Mai sopportato l’autocommiserazione, il lamento fine a se stesso, il piangersi addosso. Odio profondamente l’atteggiamento di coloro i quali saltellano tra pulsioni di euforia e la più cupa disperazione. Cassandra ha trovato casa a Varese, precisamente sugli spalti dello Stadio Franco Ossola, lo stesso luogo dal quale, in questi dieci anni,  legioni di presunti tifosi urlavano al cielo tutta la loro soddisfazione per una squadra ed una Società unta dal Signore, vincente su tutta la linea.
Ed ecco scoperto l’arcano, il punto dolente, il molare cariato. La vittoria. Maledetta. Ti seduce, ti adesca, ti circuisce. E ti corrompe. Quando se ne va, quando l’amore finisce, consumato l’atto carnale, ti lascia nel vuoto. Il nulla. Stringi un pugno di mosche. E se non si è uomini sino in fondo, se il germe del trionfo si fa strada e non si è in grado di ostacolarlo, ecco la pena, il tormento, lo sconforto. Lo dichiaro senza mezzi termini, dieci anni buttati nel cesso. Dieci anni di costruzione di un progetto A.S.Varese 1910, dal bimbo più piccolo a Capitan Neto, anestetizzati da una stagione disgraziata.
E’ sufficiente un periodo storto, nel quale nulla va come deve andare, per estorcere il peggio dall’essere umano.

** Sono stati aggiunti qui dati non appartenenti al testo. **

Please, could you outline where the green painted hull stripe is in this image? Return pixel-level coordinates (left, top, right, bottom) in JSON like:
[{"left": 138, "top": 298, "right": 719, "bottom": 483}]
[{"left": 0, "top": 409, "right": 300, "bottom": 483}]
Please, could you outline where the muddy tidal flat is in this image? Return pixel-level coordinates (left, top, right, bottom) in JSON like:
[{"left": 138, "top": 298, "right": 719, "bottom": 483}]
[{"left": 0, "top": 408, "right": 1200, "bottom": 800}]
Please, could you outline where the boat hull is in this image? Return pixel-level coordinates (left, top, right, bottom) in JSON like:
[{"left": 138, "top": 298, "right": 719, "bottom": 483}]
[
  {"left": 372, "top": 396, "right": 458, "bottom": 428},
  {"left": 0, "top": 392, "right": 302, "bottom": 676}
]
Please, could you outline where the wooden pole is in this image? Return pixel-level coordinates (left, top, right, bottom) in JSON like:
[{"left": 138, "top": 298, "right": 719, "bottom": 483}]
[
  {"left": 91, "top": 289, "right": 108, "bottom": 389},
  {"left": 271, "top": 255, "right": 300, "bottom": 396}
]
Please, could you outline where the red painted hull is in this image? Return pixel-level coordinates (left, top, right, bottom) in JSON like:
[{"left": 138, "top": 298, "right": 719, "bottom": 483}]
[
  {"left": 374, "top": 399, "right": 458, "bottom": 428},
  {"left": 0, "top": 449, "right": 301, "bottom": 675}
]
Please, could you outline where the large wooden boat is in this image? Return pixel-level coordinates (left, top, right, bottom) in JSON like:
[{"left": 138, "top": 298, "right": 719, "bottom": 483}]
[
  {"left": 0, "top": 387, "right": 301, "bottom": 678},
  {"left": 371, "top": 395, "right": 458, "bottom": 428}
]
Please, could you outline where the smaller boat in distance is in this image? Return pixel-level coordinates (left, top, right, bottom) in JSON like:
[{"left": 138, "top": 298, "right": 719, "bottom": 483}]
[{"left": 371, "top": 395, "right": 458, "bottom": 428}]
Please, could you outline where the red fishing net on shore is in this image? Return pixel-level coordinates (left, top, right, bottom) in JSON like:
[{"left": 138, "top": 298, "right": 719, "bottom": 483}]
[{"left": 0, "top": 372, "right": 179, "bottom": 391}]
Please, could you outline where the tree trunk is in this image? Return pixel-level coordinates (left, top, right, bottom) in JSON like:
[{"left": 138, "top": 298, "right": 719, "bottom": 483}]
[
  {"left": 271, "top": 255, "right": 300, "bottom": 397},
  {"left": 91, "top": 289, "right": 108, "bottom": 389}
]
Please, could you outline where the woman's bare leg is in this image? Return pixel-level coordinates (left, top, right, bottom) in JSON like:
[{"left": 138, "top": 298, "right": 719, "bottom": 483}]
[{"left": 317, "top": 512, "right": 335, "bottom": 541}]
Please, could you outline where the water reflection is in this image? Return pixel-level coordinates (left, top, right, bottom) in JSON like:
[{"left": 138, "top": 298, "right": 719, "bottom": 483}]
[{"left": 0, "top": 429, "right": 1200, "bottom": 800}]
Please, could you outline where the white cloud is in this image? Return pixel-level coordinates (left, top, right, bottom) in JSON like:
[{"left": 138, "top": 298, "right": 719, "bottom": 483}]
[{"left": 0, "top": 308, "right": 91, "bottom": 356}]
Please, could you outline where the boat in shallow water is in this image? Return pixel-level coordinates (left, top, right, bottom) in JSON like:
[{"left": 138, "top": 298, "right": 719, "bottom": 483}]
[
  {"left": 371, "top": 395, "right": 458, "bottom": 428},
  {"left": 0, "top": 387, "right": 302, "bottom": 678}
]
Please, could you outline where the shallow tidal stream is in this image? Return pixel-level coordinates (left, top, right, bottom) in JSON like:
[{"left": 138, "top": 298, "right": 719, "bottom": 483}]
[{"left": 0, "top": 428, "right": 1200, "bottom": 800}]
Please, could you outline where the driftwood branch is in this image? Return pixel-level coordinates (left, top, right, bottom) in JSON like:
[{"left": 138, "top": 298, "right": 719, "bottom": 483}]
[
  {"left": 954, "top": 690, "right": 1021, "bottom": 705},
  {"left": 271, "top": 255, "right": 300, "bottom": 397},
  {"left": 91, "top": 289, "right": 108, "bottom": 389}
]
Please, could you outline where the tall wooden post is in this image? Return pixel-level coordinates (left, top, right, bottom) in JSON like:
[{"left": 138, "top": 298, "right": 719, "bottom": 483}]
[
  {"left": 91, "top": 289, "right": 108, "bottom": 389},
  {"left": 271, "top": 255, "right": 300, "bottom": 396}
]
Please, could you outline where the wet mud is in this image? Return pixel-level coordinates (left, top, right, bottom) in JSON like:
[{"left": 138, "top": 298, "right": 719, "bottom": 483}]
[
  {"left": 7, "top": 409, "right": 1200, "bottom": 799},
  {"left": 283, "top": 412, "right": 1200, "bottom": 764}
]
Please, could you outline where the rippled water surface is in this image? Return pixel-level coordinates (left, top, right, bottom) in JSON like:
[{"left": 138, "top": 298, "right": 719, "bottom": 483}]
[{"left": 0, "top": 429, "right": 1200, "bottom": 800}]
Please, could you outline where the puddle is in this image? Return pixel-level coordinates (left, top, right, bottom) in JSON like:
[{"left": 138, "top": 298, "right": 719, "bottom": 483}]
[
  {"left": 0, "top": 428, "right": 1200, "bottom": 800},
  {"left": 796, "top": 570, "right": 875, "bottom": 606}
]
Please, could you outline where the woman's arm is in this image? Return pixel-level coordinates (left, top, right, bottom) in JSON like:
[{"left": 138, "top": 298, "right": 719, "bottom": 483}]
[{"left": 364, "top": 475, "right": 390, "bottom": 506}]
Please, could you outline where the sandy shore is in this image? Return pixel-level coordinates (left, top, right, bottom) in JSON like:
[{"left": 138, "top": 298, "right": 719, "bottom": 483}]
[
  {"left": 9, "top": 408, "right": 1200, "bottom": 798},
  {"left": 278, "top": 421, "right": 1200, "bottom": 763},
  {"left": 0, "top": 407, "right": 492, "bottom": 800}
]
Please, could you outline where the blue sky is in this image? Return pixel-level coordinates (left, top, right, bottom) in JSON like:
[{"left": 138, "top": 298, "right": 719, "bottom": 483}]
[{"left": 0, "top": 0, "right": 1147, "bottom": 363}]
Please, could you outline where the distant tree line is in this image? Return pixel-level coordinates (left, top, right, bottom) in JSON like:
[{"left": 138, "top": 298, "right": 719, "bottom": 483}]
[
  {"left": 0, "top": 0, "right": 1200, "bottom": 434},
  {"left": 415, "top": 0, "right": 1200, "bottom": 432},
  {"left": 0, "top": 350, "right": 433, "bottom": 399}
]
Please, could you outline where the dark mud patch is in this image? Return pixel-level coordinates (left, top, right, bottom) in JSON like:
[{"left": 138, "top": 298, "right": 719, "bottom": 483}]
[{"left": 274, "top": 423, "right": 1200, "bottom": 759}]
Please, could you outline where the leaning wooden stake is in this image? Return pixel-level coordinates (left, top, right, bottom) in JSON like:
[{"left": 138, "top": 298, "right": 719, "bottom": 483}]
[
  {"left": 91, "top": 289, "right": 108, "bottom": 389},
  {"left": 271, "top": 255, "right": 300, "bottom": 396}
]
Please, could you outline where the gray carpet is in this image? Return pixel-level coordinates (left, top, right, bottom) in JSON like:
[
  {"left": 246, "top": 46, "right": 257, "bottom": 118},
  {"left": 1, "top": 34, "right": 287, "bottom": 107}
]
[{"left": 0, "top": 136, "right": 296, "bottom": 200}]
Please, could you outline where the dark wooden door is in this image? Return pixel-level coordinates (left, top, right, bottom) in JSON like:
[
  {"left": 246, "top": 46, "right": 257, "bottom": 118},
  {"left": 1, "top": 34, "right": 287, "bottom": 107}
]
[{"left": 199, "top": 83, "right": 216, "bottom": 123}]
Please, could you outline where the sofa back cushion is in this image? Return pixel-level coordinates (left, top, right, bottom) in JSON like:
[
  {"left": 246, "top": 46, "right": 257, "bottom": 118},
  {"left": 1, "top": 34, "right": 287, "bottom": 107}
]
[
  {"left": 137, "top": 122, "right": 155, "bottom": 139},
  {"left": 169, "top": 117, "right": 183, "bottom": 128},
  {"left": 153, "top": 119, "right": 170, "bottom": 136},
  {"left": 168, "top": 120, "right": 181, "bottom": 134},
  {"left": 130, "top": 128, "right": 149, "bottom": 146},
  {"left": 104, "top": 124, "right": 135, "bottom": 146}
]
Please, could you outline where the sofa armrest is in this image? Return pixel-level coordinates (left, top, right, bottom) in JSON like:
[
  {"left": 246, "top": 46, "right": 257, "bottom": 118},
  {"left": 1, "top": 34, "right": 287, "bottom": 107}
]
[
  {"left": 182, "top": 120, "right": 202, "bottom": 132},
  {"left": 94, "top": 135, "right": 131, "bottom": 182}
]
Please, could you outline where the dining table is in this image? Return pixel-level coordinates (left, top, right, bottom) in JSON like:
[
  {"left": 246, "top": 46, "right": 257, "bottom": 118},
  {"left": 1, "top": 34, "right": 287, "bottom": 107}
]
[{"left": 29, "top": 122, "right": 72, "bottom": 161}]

Improvvisamente conta solo la prima squadra. Del meraviglioso iceberg biancorosso plasmato in un decennio, tutti si concentrano sulla punta. Certo, la più visibile, da vestire a festa, da sostenere, caldeggiare, difendere anche nella malasorte, ponendo in luce che, sotto la punta, la montagna di ghiaccio è composta da professionisti che lavorano sul campo con le giovani leve, incuranti da ciò che accade in punta, perché il Progetto di Società parte dal basso, dal lunedì alla domenica, con l’impegno degli allenatori e dei vari responsabili, a volte autori di veri e propri miracoli sportivi, considerando le strutture a disposizione.
Tutto ciò se possedessimo una parvenza di cultura sportiva. Mi correggo, di cultura e basta. Ed invece assisto, amareggiato, al festival della bestialità, un indecente spettacolo secondo la regola del “vale tutto”. Mezzi uomini che, grazie ai social e tutte le diavolerie tecnologiche, insultano chiunque in maniera anonima, filosofi della pedata che pontificano assicurando ricette da elisir di lunga vita, prepensionati in cerca d’autore dall’intelligenza medievale e dal lessico da osteria, controfigure che deambulano tra un bisognino del cagnolino ed un bianco spruzzato con in tasca la formazione e la soluzione dei problemi. Nel calderone si getta tutto, lo schifo è generale, ricominciamo da zero, dilettanti e ripartiamo. Certo, se non fosse che, per gli animali che siamo, dopo tre partite perse in serie D, la solfa sarebbe la medesima. Si butta via il bambino con l’acqua sporca.
No, non funziona così. Il mio Varese non è questo. Il mio Varese è l’impegno e la passione di tutti i “minatori” biancorossi che sanno dare il giusto valore alle persone ed agli avvenimenti. Comprendono la legge dello Sport, qualcuno vince, altri perdono, puoi salvarti o retrocedere. Intuiscono che non sia la vittoria l’unica cosa che conta, ma l’impalcatura sulla quale, poi, costruire la vittoria. E riconoscono il vero tesoro di questa Società, i ragazzi, i loro genitori, il mondo che si muove attorno all’ambiente pulito biancorosso. Questo è il mio Varese. Il resto è gazzarra da bettola in cui non mi riconosco e che mi stimola cupe riflessioni. Non abbiamo sudato dieci anni per trasformare una residenza in un lupanare. Nel 1979 il Banco del Mutuo Soccorso pubblicò il live “Capolinea”.  In questo momento mi rappresenta perfettamente.